The above will return quay.io when no override is set, otherwise the overridden registry.

Configure KKP

It’s now time to configure KKP to use your Docker image instead of its default, and to tell it about your new addon. By default, the KKP Operator will use the KKP version for the Docker image tag (so if you configure docker.io/example/my-addons as the repository, the final image name will be docker.io/example/my-addons:KKP_VERSION). To help with developing custom addons, it is however possible to define an additional suffix for the image tag, which will be appended to the KKP version with a dash (i.e. docker.io/example/my-addons:KKP_VERSION-YOUR_SUFFIX).

This versioning scheme ensures that admins can easily roll out new Docker images for their addons, but also that updating the Docker image is not accidentally forgotten when updating KKP itself.
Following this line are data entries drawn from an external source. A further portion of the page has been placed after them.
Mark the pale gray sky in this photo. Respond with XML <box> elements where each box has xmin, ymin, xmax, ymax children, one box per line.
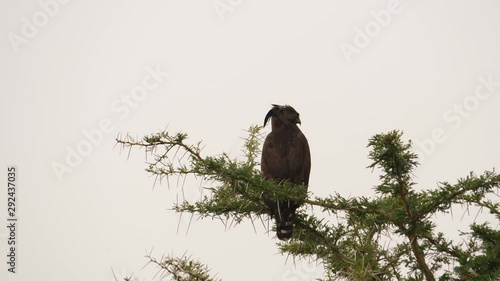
<box><xmin>0</xmin><ymin>0</ymin><xmax>500</xmax><ymax>281</ymax></box>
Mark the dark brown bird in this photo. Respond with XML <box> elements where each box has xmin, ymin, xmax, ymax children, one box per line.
<box><xmin>261</xmin><ymin>104</ymin><xmax>311</xmax><ymax>240</ymax></box>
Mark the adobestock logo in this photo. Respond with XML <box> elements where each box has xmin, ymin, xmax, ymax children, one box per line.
<box><xmin>7</xmin><ymin>0</ymin><xmax>69</xmax><ymax>54</ymax></box>
<box><xmin>51</xmin><ymin>65</ymin><xmax>170</xmax><ymax>182</ymax></box>
<box><xmin>339</xmin><ymin>0</ymin><xmax>403</xmax><ymax>64</ymax></box>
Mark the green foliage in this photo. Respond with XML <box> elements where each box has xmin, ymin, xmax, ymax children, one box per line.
<box><xmin>117</xmin><ymin>126</ymin><xmax>500</xmax><ymax>280</ymax></box>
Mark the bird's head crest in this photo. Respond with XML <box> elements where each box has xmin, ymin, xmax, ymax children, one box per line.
<box><xmin>264</xmin><ymin>104</ymin><xmax>301</xmax><ymax>127</ymax></box>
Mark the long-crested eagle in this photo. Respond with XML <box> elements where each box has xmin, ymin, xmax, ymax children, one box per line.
<box><xmin>261</xmin><ymin>104</ymin><xmax>311</xmax><ymax>240</ymax></box>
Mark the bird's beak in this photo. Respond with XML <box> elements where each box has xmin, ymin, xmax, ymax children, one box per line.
<box><xmin>264</xmin><ymin>107</ymin><xmax>278</xmax><ymax>127</ymax></box>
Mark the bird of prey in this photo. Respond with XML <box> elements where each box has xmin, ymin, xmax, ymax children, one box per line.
<box><xmin>261</xmin><ymin>104</ymin><xmax>311</xmax><ymax>241</ymax></box>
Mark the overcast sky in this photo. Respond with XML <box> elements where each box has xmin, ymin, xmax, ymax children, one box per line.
<box><xmin>0</xmin><ymin>0</ymin><xmax>500</xmax><ymax>281</ymax></box>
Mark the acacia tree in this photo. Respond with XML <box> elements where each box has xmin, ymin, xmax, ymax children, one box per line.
<box><xmin>116</xmin><ymin>126</ymin><xmax>500</xmax><ymax>280</ymax></box>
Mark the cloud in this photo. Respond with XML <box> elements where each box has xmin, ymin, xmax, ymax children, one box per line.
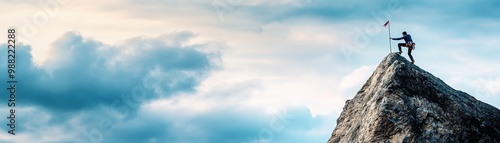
<box><xmin>2</xmin><ymin>31</ymin><xmax>220</xmax><ymax>111</ymax></box>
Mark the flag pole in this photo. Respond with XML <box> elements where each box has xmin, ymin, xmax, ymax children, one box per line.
<box><xmin>388</xmin><ymin>22</ymin><xmax>392</xmax><ymax>53</ymax></box>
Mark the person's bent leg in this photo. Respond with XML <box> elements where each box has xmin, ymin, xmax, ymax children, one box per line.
<box><xmin>408</xmin><ymin>47</ymin><xmax>415</xmax><ymax>64</ymax></box>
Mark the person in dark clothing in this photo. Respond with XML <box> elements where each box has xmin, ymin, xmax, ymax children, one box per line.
<box><xmin>390</xmin><ymin>31</ymin><xmax>415</xmax><ymax>64</ymax></box>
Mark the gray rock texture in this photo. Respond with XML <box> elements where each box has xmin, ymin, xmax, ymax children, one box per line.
<box><xmin>328</xmin><ymin>53</ymin><xmax>500</xmax><ymax>143</ymax></box>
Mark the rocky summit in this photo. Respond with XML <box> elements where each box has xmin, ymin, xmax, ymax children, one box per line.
<box><xmin>328</xmin><ymin>53</ymin><xmax>500</xmax><ymax>143</ymax></box>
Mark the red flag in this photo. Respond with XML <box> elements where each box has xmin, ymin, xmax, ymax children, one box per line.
<box><xmin>384</xmin><ymin>20</ymin><xmax>389</xmax><ymax>27</ymax></box>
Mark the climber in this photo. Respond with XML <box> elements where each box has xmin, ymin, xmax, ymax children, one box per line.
<box><xmin>389</xmin><ymin>31</ymin><xmax>415</xmax><ymax>64</ymax></box>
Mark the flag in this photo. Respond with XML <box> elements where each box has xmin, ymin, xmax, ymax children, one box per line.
<box><xmin>384</xmin><ymin>20</ymin><xmax>389</xmax><ymax>27</ymax></box>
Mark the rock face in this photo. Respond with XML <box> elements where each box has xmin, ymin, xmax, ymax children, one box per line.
<box><xmin>328</xmin><ymin>53</ymin><xmax>500</xmax><ymax>143</ymax></box>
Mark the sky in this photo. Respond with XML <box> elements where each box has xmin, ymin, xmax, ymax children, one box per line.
<box><xmin>0</xmin><ymin>0</ymin><xmax>500</xmax><ymax>143</ymax></box>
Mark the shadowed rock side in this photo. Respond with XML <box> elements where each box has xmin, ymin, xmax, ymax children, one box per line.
<box><xmin>328</xmin><ymin>53</ymin><xmax>500</xmax><ymax>143</ymax></box>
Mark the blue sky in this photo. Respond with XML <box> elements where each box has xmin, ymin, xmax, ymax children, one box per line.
<box><xmin>0</xmin><ymin>0</ymin><xmax>500</xmax><ymax>143</ymax></box>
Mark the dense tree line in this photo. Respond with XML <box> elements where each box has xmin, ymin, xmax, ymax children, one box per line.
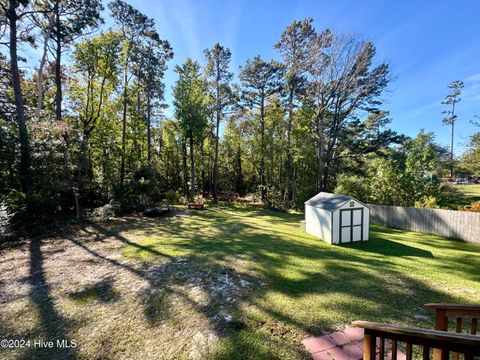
<box><xmin>0</xmin><ymin>0</ymin><xmax>478</xmax><ymax>232</ymax></box>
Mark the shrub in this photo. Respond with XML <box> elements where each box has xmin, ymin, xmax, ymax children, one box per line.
<box><xmin>334</xmin><ymin>174</ymin><xmax>369</xmax><ymax>202</ymax></box>
<box><xmin>92</xmin><ymin>201</ymin><xmax>120</xmax><ymax>220</ymax></box>
<box><xmin>415</xmin><ymin>196</ymin><xmax>439</xmax><ymax>209</ymax></box>
<box><xmin>165</xmin><ymin>190</ymin><xmax>182</xmax><ymax>205</ymax></box>
<box><xmin>462</xmin><ymin>201</ymin><xmax>480</xmax><ymax>212</ymax></box>
<box><xmin>0</xmin><ymin>201</ymin><xmax>13</xmax><ymax>240</ymax></box>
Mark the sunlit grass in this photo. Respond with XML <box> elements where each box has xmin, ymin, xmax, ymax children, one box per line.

Edit the KubermaticConfiguration and update the Docker repository for example for Kubernetes:

spec:
  userCluster:
    addons:
      # Do not specify a tag here, as the KKP Operator will always use the KKP
      # version instead.
      dockerRepository: docker.io/customer/addons

      # Leave this empty if you have not created your own Docker images, otherwise this
      # can be used to force pulling a new image whenever KKP is updated.
      # With this exact configuration (assuming KKP v2.15.1 is used), the final image name
      # will be "docker.io/customer/addons:v2.15.1-1".
      dockerTagSuffix: '1'

You also need to add your new addon to the defaultManifests:

spec:
  userCluster:
    addons:
      defaultManifests: |-
        apiVersion: v1
        kind: List
        items:

        # add your new addon here
        - apiVersion: kubermatic.k8c.io/v1
          kind: Addon
          metadata:
            name: my-custom-addon

        # remember to keep the original default addons, or else user clusters will
        # be defunct
        - apiVersion: kubermatic.k8c.io/v1
          kind: Addon
          metadata:
            name: canal
            labels:
              addons.kubermatic.io/ensure: true
        - apiVersion: kubermatic.k8c.io/v1
          kind: Addon
          metadata:
            name: cilium
            labels:
              addons.kubermatic.io/ensure: true
        - apiVersion: kubermatic.k8c.io/v1
          kind: Addon
          metadata:
            name: csi
            labels:
              addons.kubermatic.io/ensure: true
        - apiVersion: kubermatic.k8c.io/v1
          kind: Addon
          metadata:
            name: kube-proxy
            labels:
              addons.kubermatic.io/ensure: true
        - apiVersion: kubermatic.k8c.io/v1
          kind: Addon
          metadata:
            name: openvpn
            labels:
              addons.kubermatic.io/ensure: true
        - apiVersion: kubermatic.k8c.io/v1
          kind: Addon
          metadata:
            name: rbac
            labels:
              addons.kubermatic.io/ensure: true
        - apiVersion: kubermatic.k8c.io/v1
          kind: Addon
          metadata:
            name: kubeadm-configmap
            labels:
              addons.kubermatic.io/ensure: true
        - apiVersion: kubermatic.k8c.io/v1
          kind: Addon
          metadata:
            name: kubelet-configmap
            labels:
              addons.kubermatic.io/ensure: true
        - apiVersion: kubermatic.k8c.io/v1
          kind: Addon
          metadata:
            name: default-storage-class
        - apiVersion: kubermatic.k8c.io/v1
          kind: Addon
          metadata:
            name: pod-security-policy
            labels:
              addons.kubermatic.io/ensure: true
        - apiVersion: kubermatic.k8c.io/v1
          kind: Addon
          metadata:
            name: aws-node-termination-handler
            labels:
              addons.kubermatic.io/ensure: true
        - apiVersion: kubermatic.k8c.io/v1
          kind: Addon
          metadata:
            name: azure-cloud-node-manager
            labels:
              addons.kubermatic.io/ensure: true        

If you want to define the addon as accessible (i.e. configurable), add it to the spec.api.accessibleAddons list.

After updating the KubermaticConfiguration, the changes will take effect after a few moments.